Trade campaigner Stuart Trew has stated, “The magic $12 billion figure has been seriously discredited since it made a first appearance in 2008. An independent assessment of CETA done for the European Commission estimates a GDP boost of between ¼ and ½ that amount, or between $3 and $6 billion. But even the lower estimate needs to be taken with a grain of salt since the economic modelling used to calculate all these numbers assumes full employment, total reinvestment of trade gains into new production, and other conditions that don’t exist in the real world.
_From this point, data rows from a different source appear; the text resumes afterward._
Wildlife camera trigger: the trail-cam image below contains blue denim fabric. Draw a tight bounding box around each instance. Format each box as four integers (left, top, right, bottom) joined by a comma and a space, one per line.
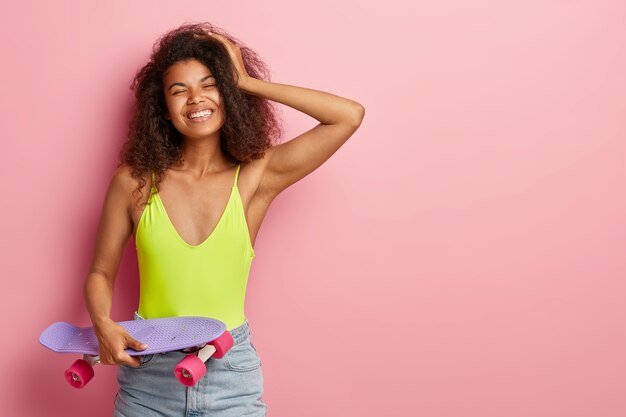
114, 313, 267, 417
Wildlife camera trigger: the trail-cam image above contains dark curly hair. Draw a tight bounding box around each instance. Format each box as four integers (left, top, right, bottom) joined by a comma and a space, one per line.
118, 22, 282, 207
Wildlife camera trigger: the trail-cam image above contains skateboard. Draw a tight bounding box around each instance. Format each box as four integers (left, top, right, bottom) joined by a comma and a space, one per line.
39, 317, 234, 388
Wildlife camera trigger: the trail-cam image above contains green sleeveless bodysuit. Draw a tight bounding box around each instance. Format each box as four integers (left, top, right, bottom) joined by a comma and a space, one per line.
135, 164, 255, 330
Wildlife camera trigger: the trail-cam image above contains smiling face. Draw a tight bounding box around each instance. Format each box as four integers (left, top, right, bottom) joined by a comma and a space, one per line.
163, 59, 224, 138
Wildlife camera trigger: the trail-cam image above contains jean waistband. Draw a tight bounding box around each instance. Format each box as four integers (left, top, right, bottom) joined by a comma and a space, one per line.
134, 311, 250, 345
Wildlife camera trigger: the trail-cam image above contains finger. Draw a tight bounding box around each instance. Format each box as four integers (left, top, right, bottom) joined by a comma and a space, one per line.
118, 354, 140, 368
126, 337, 148, 350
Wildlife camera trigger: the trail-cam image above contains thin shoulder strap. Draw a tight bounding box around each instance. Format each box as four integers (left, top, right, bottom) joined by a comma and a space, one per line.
150, 171, 156, 194
233, 164, 241, 187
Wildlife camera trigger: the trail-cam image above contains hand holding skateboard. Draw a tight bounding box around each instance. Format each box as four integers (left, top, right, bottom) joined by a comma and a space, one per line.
94, 319, 148, 368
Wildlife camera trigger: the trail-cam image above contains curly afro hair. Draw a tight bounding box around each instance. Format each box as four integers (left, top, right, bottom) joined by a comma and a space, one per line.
118, 22, 282, 207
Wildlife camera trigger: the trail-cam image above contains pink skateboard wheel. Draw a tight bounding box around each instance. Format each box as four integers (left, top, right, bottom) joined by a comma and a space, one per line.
174, 355, 206, 387
65, 359, 94, 388
209, 331, 235, 359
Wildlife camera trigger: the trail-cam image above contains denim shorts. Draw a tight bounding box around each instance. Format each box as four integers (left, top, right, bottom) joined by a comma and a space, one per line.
114, 313, 267, 417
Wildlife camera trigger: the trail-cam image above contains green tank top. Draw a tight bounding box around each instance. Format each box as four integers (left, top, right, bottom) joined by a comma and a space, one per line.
135, 164, 255, 330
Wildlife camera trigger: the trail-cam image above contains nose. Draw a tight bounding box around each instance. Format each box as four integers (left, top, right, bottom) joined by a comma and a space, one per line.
187, 89, 204, 104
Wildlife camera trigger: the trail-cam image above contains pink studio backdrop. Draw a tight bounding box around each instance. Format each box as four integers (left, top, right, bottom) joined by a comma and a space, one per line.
0, 0, 626, 417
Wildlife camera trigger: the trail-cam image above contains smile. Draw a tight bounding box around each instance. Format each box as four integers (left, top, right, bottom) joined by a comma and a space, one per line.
187, 110, 213, 123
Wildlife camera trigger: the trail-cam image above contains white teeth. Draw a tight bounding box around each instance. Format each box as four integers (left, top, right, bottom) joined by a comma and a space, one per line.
187, 110, 213, 119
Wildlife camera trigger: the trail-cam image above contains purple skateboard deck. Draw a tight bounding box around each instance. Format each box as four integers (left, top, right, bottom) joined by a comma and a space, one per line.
39, 317, 226, 356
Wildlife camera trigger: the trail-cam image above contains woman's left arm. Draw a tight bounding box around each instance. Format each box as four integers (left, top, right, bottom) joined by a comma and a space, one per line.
208, 33, 365, 200
240, 77, 365, 199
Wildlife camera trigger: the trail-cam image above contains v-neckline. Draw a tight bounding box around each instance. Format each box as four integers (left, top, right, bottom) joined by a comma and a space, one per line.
155, 185, 237, 248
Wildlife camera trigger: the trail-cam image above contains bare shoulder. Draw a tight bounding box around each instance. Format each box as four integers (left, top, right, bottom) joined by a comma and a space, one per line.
239, 148, 273, 201
109, 165, 150, 212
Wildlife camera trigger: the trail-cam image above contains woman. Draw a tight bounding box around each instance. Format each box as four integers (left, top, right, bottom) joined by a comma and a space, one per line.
84, 23, 364, 417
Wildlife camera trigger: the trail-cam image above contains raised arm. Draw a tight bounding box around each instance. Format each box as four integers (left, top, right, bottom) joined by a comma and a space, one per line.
209, 33, 365, 199
240, 78, 365, 198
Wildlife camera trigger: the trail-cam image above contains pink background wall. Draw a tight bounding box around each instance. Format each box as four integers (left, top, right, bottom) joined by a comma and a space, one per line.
0, 0, 626, 417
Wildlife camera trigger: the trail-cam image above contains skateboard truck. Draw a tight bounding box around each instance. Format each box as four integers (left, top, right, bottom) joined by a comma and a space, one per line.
174, 331, 234, 387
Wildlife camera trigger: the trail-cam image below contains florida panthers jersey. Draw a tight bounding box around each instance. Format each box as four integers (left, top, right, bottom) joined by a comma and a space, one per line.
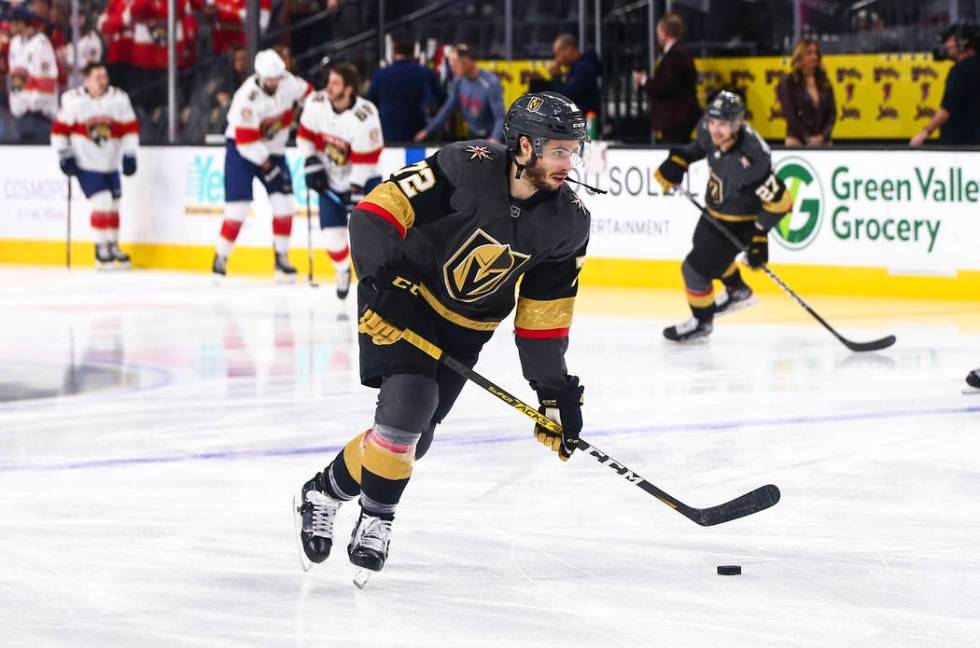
225, 72, 313, 164
7, 32, 58, 118
51, 86, 139, 173
296, 91, 384, 193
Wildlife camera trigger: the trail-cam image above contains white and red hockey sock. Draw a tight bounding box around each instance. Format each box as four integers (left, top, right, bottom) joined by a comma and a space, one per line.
216, 202, 248, 258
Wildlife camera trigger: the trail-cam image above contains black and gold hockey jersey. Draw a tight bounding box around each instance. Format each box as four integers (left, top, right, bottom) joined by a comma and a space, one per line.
350, 140, 589, 388
671, 117, 793, 229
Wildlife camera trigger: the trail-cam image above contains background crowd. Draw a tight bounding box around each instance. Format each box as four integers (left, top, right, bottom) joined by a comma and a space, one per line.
0, 0, 980, 146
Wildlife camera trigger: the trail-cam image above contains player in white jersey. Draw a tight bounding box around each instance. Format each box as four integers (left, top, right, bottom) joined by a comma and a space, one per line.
211, 50, 313, 278
51, 63, 139, 267
7, 6, 58, 143
296, 63, 384, 299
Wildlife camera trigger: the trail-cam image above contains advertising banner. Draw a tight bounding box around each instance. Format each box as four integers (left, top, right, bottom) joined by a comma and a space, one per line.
0, 147, 980, 275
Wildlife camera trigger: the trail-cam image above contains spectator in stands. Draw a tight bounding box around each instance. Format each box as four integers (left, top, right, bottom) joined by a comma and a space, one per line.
909, 23, 980, 146
415, 44, 504, 142
8, 6, 58, 143
548, 34, 602, 116
98, 0, 133, 92
633, 12, 701, 144
204, 0, 272, 54
365, 39, 442, 144
777, 38, 837, 146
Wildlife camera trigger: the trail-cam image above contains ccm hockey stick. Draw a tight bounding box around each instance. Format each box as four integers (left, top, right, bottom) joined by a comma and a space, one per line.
677, 186, 895, 353
306, 189, 320, 288
402, 329, 779, 526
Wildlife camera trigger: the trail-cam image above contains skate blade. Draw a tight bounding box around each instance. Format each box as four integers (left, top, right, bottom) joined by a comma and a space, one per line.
715, 295, 759, 317
293, 495, 313, 571
354, 567, 377, 589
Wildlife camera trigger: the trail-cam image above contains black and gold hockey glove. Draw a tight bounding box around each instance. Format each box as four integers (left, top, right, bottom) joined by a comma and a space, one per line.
357, 271, 419, 345
653, 149, 687, 194
534, 376, 585, 461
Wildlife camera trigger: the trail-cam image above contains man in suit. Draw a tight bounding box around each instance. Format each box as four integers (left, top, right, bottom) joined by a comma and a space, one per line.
633, 11, 701, 144
365, 40, 442, 143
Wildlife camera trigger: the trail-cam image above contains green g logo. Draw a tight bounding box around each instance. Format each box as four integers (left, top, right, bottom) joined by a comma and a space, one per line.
773, 157, 824, 250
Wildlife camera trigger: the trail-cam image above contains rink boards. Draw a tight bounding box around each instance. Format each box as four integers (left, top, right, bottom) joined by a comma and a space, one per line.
0, 147, 980, 299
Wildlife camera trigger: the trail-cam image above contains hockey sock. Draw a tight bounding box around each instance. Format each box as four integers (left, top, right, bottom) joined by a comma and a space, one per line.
323, 432, 367, 500
323, 227, 350, 271
90, 211, 112, 245
361, 424, 418, 520
272, 214, 293, 253
681, 259, 715, 322
721, 261, 748, 290
217, 202, 248, 258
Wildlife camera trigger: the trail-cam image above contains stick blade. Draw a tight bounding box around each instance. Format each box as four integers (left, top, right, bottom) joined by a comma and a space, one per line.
844, 335, 897, 353
696, 484, 780, 526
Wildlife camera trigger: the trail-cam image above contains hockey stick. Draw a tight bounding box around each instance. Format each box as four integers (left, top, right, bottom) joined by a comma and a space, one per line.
65, 176, 71, 270
677, 185, 895, 353
306, 189, 320, 288
402, 329, 779, 526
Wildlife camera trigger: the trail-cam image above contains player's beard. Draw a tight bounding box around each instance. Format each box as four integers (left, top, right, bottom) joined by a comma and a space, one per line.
524, 163, 561, 191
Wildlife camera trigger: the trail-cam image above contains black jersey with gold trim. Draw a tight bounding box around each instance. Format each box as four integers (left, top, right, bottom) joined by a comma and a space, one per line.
671, 117, 793, 227
349, 140, 590, 392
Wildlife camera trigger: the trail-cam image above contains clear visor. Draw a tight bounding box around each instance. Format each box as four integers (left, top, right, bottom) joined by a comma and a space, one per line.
538, 139, 592, 169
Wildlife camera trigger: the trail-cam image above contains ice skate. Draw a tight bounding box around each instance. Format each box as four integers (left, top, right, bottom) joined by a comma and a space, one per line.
347, 510, 391, 589
963, 369, 980, 394
337, 268, 350, 299
211, 252, 228, 277
293, 473, 344, 571
108, 241, 132, 268
664, 317, 713, 342
95, 243, 115, 270
275, 252, 296, 283
715, 286, 759, 315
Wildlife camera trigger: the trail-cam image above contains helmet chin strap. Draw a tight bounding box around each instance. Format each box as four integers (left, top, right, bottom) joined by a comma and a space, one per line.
514, 151, 538, 180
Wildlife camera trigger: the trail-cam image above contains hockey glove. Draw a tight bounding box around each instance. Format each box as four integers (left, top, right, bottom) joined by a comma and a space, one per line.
653, 149, 687, 194
58, 151, 78, 177
350, 184, 364, 207
303, 155, 329, 194
357, 271, 419, 345
123, 153, 136, 176
534, 376, 585, 461
745, 224, 769, 270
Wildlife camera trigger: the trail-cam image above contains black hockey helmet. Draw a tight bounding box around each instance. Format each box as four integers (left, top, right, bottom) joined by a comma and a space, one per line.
504, 92, 589, 157
708, 90, 745, 121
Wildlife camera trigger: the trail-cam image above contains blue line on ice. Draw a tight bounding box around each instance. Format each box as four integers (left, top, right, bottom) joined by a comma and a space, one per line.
0, 406, 980, 473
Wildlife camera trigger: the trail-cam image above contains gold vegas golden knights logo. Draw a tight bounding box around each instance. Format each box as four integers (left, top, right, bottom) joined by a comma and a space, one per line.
442, 229, 531, 302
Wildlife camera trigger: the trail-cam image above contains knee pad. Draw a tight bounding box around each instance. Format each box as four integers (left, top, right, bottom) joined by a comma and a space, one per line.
415, 423, 436, 461
225, 201, 248, 223
374, 374, 439, 448
88, 191, 119, 212
681, 258, 711, 292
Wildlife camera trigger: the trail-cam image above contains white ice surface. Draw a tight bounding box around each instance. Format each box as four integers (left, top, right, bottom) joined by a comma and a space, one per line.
0, 268, 980, 648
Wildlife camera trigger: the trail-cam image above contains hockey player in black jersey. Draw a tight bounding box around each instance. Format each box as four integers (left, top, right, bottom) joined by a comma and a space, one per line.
655, 91, 793, 342
294, 92, 589, 584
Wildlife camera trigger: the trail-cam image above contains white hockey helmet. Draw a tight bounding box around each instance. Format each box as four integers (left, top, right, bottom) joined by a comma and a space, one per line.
255, 50, 286, 79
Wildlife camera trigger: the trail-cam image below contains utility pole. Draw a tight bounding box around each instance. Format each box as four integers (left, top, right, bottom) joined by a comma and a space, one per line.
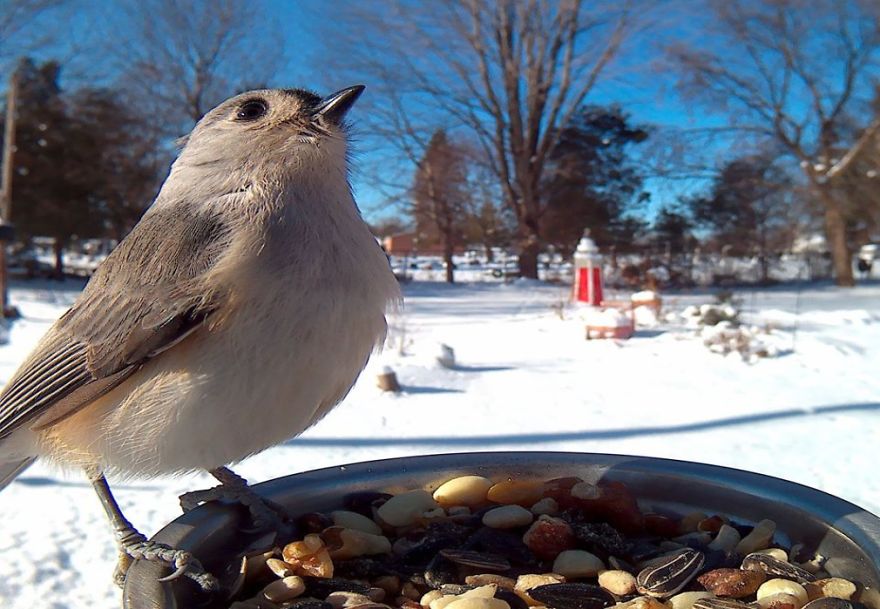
0, 67, 19, 317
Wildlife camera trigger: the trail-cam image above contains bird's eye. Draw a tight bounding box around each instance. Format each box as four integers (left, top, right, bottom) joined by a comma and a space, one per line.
235, 99, 269, 121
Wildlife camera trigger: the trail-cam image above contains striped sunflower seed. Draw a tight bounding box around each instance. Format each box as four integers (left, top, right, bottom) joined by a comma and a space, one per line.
636, 548, 706, 598
693, 596, 751, 609
742, 552, 816, 584
440, 548, 510, 571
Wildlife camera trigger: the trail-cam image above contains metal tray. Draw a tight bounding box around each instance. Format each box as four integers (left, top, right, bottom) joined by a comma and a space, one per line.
123, 452, 880, 609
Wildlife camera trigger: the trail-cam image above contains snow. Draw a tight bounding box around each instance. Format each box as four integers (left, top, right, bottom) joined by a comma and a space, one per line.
0, 281, 880, 609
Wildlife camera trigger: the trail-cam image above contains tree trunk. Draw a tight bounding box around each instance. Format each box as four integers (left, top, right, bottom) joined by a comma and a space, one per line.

In fact, studies have shown that CETA will lead to job losses by increasing Canada’s existing trade deficit with EU countries and reinforcing an imbalanced trade relationship where we export raw resources to the EU and import high-value manufactured goods.”

Over the weekend, the Canadian Press noted, “A report by two university researchers this week estimated the cost to Canadians from (the CETA provision of) delaying introduction of cheaper generic medicines will likely range between $800-million and $1.65-billion, once the patents on new drugs expire starting in 2023. …(Harper has) said the government will consider compensation for the cheese makers (who now face more European imports) and the provinces, which would bear the brunt of higher drug costs.”